The Pilgrims of Plymouth could see no way of shaping their lives in accordance with the higher law except by separating themselves from the world. We have their problem, how to make the most of our lives, but the conditions have changed. Ours is an age of scientific aggression, fierce competition, and the widest toleration. The horizon of humanity is enlarged. To live the life now is to be no more isolated or separate, but to throw ourselves into the great movement of thought, and feeling, and achievement. Therefore we are altruists in charity, missionaries of humanity, patriots at home. Therefore we have a justifiable pride in the growth, the wealth, the power of the nation, the state, the city. But the stream cannot rise above its source. The nation is what the majority of its citizens are. It is to be judged by the condition of its humblest members. We shall gain nothing over other experiments in government, although we have money enough to buy peace from the rest of the world, or arms enough to conquer it, although we rear upon our material prosperity a structure of scientific achievement, of art, of literature unparalleled, if the common people are not sharers in this great prosperity, and are not fuller of hope and of the enjoyment of life than common people ever were before.
And we are all common people when it comes to that. Whatever the greatness of the nation, whatever the accumulation of wealth, the worth of the world to us is exactly the worth of our individual lives. The magnificent opportunity in this Republic is that we may make the most possible out of our lives, and it will continue only as we adhere to the original conception of the Republic. Politics without virtue, money-making without conscience, may result in great splendor, but as such an experiment is not new, its end can be predicted. An agreeable home for a vast, and a free, and a happy people is quite another thing. It expects thrift, it expects prosperity, but its foundations are in the moral and spiritual life.
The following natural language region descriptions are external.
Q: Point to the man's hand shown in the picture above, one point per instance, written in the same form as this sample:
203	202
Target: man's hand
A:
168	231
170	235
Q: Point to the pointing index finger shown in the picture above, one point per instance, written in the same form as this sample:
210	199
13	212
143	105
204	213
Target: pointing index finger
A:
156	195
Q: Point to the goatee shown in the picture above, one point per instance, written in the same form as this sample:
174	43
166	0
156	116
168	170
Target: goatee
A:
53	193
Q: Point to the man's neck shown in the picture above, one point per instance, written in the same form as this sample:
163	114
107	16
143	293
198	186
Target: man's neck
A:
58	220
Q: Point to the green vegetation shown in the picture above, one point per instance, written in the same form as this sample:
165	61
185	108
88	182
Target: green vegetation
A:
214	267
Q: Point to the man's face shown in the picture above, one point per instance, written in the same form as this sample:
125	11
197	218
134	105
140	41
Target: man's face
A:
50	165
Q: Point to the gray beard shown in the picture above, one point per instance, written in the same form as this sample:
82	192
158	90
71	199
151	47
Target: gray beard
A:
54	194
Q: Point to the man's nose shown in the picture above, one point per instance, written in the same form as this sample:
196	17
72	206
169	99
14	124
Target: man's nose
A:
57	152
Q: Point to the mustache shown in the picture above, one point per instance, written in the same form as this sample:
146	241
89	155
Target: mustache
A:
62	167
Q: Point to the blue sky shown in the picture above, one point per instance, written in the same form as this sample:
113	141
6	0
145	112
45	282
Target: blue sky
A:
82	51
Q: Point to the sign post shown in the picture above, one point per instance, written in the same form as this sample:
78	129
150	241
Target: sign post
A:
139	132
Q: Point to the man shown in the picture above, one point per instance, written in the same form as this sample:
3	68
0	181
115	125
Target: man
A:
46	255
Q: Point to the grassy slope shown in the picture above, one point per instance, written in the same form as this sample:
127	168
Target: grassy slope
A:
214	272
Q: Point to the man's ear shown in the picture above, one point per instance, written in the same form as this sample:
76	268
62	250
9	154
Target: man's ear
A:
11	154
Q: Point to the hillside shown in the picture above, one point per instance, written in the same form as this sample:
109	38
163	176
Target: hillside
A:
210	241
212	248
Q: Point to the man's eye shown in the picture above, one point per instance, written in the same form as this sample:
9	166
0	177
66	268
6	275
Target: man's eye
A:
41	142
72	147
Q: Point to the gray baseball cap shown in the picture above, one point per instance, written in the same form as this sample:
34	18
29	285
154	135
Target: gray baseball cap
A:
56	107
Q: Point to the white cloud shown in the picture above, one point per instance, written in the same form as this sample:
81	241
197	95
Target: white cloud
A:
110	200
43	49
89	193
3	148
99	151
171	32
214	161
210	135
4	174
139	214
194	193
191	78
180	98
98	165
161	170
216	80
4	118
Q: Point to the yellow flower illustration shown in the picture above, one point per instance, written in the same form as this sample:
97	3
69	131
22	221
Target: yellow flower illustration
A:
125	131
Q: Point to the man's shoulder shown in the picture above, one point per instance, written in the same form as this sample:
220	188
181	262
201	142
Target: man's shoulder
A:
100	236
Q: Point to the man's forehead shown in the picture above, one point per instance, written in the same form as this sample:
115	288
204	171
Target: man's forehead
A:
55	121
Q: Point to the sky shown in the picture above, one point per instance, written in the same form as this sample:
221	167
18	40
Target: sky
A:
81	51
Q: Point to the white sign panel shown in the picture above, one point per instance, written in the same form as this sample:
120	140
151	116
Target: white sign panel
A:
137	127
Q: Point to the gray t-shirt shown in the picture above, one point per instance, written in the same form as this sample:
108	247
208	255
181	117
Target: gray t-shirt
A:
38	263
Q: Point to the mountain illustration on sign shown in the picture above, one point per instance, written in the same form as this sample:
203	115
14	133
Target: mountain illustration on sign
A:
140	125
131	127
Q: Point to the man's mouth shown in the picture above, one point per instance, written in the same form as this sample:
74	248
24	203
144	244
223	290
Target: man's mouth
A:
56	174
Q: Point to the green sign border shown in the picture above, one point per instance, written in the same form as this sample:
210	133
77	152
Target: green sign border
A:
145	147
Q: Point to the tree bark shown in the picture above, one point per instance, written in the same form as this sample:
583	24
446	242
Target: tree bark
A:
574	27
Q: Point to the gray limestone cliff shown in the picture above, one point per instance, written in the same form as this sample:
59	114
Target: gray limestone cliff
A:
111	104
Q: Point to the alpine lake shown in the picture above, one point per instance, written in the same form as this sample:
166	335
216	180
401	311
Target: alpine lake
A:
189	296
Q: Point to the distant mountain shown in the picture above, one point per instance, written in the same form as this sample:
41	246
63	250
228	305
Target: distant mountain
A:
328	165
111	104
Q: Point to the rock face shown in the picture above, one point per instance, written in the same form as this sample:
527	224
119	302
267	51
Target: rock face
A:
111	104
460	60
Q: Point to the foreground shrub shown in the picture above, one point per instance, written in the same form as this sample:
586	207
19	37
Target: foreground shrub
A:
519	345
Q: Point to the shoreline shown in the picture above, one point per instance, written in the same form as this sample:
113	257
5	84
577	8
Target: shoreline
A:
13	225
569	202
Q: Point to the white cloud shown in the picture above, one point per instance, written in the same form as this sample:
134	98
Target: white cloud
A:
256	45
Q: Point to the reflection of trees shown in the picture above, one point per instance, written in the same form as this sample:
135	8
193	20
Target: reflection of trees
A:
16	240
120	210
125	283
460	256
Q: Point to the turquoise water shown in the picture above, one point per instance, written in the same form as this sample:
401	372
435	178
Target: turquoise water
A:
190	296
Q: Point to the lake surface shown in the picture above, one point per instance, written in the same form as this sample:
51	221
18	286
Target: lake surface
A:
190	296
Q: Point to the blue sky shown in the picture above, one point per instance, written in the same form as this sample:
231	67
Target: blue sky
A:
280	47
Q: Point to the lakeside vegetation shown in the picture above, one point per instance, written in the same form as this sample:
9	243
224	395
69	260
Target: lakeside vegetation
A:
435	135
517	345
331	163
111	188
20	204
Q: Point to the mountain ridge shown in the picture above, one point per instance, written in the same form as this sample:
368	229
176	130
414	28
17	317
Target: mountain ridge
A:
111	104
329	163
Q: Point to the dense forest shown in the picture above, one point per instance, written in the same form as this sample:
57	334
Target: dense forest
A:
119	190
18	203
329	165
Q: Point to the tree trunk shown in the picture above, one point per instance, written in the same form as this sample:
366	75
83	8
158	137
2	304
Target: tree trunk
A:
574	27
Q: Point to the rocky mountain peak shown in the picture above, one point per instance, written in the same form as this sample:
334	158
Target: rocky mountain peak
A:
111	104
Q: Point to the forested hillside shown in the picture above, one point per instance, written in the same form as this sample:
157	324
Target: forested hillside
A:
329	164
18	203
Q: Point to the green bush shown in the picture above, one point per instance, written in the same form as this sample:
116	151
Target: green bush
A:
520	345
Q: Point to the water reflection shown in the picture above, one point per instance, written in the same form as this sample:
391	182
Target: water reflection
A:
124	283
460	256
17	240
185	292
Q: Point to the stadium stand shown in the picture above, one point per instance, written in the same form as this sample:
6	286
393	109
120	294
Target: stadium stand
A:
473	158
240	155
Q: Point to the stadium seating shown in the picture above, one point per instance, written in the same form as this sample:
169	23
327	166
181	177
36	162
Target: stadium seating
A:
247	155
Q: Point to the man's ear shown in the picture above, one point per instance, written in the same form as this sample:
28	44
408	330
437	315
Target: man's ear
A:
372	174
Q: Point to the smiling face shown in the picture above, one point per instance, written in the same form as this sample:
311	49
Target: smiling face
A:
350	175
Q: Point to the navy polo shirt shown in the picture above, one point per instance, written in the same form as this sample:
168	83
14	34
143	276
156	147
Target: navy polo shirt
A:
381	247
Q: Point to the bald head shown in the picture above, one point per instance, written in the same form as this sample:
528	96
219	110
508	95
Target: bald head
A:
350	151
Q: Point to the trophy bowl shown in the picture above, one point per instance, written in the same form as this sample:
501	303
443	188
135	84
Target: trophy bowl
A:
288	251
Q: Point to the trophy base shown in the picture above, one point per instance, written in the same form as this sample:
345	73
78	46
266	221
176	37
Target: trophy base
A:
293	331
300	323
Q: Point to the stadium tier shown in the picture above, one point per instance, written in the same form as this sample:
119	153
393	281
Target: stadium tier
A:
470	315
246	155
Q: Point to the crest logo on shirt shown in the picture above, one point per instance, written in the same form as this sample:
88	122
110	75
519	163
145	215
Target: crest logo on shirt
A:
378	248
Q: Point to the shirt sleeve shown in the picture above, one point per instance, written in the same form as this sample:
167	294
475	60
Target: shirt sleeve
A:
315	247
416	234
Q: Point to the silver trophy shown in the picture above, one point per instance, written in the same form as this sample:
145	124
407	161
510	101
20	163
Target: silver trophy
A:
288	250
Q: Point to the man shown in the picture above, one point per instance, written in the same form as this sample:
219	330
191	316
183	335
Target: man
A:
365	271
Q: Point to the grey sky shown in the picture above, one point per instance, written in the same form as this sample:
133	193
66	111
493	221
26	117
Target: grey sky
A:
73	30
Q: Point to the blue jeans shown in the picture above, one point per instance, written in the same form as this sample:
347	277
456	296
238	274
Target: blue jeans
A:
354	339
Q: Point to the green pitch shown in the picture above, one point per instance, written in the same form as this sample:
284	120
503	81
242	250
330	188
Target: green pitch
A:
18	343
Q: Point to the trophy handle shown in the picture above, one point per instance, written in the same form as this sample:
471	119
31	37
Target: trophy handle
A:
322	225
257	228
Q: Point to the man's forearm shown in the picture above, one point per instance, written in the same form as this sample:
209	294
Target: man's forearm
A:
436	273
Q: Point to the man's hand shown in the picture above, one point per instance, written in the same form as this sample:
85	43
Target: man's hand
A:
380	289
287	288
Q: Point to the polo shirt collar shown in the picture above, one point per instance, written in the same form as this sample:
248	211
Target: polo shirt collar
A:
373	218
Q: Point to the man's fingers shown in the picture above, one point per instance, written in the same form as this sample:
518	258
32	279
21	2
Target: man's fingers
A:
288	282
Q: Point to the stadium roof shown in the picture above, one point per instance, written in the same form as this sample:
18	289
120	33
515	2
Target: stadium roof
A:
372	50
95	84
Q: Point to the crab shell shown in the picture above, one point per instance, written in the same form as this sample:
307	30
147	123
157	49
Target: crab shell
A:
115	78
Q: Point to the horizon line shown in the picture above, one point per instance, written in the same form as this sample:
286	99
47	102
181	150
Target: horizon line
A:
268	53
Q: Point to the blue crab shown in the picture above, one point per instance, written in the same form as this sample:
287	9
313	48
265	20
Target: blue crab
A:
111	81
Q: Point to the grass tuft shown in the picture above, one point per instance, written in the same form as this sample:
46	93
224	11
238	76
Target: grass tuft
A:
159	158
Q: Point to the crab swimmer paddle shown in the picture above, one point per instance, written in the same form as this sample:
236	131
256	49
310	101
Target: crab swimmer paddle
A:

Therefore I say that we are still to make the continent we have discovered and occupied, and that the scope and quality of our national life are still to be determined. If they are determined not by the narrow tenets of the Pilgrims, but by their high sense of duty, and of the value of the human soul, it will be a nation that will call the world up to a higher plane of action than it ever attained before, and it will bring in a new era of humanity. If they are determined by the vulgar successes of a mere material civilization, it is an experiment not worth making. It would have been better to have left the Indians in possession, to see if they could not have evolved out of their barbarism some new line of action.